80-629 -- Introduction to Python for scientific computations and machine learning

Python is a great language for machine learning applications and research. It is widely used in academia and in industry. Python programs are often not as fast as equivalent C (or Fortran) ones but implementing ideas in Python is often much faster. Further Python contains many libraries useful for scientific computation which means that you can quickly implement and test out complex ideas.

Today we will explore some of these libraries. We will start with NumPy and SciPy which provide access to powerful mathematical tools. NumPy provides building blocks for storing data in N-dimensional structures (e.g., vectors and matrices) and performaing linear algebra computations on these structures. SciPy provides higher-level tools for doing various mathematical operations (e.g., statistics, optimization, advanced linear algebra, sparse structures). We will then explore scikit-learn a library that provides a wide range of machine learning algorithms (models and fitting procedures) and other machine learning tools (e.g., to pre-process data).

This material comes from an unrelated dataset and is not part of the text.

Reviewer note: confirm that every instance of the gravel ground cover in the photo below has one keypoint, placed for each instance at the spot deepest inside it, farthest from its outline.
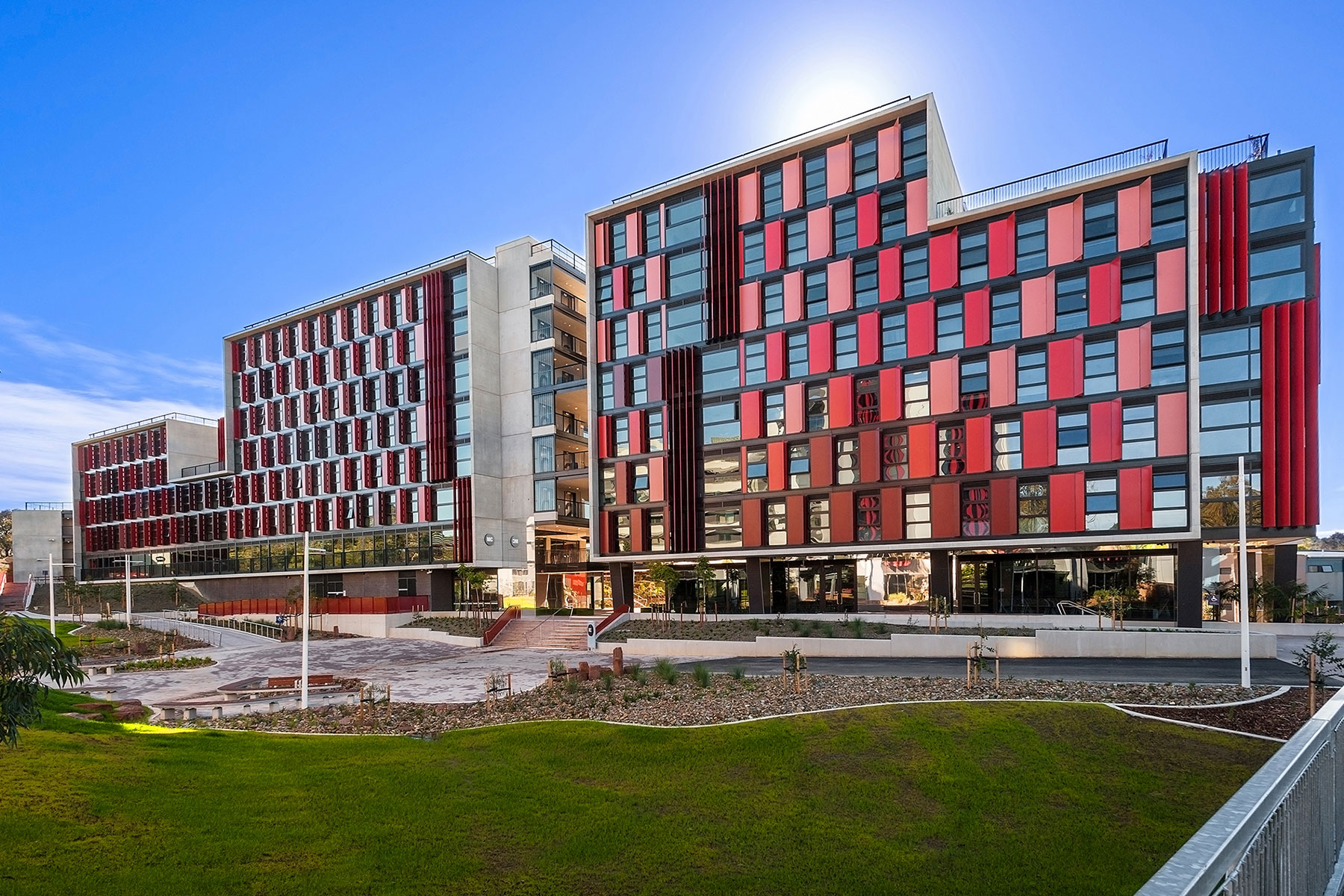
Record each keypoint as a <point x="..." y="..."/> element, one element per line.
<point x="1275" y="718"/>
<point x="687" y="703"/>
<point x="750" y="629"/>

Getting started. We will again use ipython notebooks running on a Google Cloud machine. You can create a new notebook (if your old notebook still exists you can re-use it). Remember to use a meaningful name for it. The cluster is accessible at this URL:

http://35.237.167.110:8080/

Today's program. You will go through parts of the three tutorials. Exercise accompany the NumPy tutorial. Note: the exercises do not test every aspect of the tutorial (in other words even if you successfully complete the exercises of a section I would still advise that you skim the tutorials in search of material you may be less familiar with).

  1. NumPy tutorial: All sections except "Less Basic","Fancy indexing and index tricks","Tips and Tricks".
  2. SciPy tutorial: Skim the "Introduction", "Basic functions", and "Statistics" Sections. Skip the rest.
  3. Scikit-learn tutorial:

NumPy Exercises

  1. Basic array
    • Generate a random 3x4x5 array of integers.
    • Calculate the average value of all the entries in this array.
    • Calculate the average value by row and by column.
    • Reshape the array into a 60x1 vector.
  2. Solving systems of equations
    • Solve the following system of equations in two different ways:
      1) using the numpy.linalg.solve() function; and
      2) using the numpy.linalg.inv() function.
      3x + 2y + 10z = 52
      2x + 2y + 7z = 12
      x + 2y + 12z = 10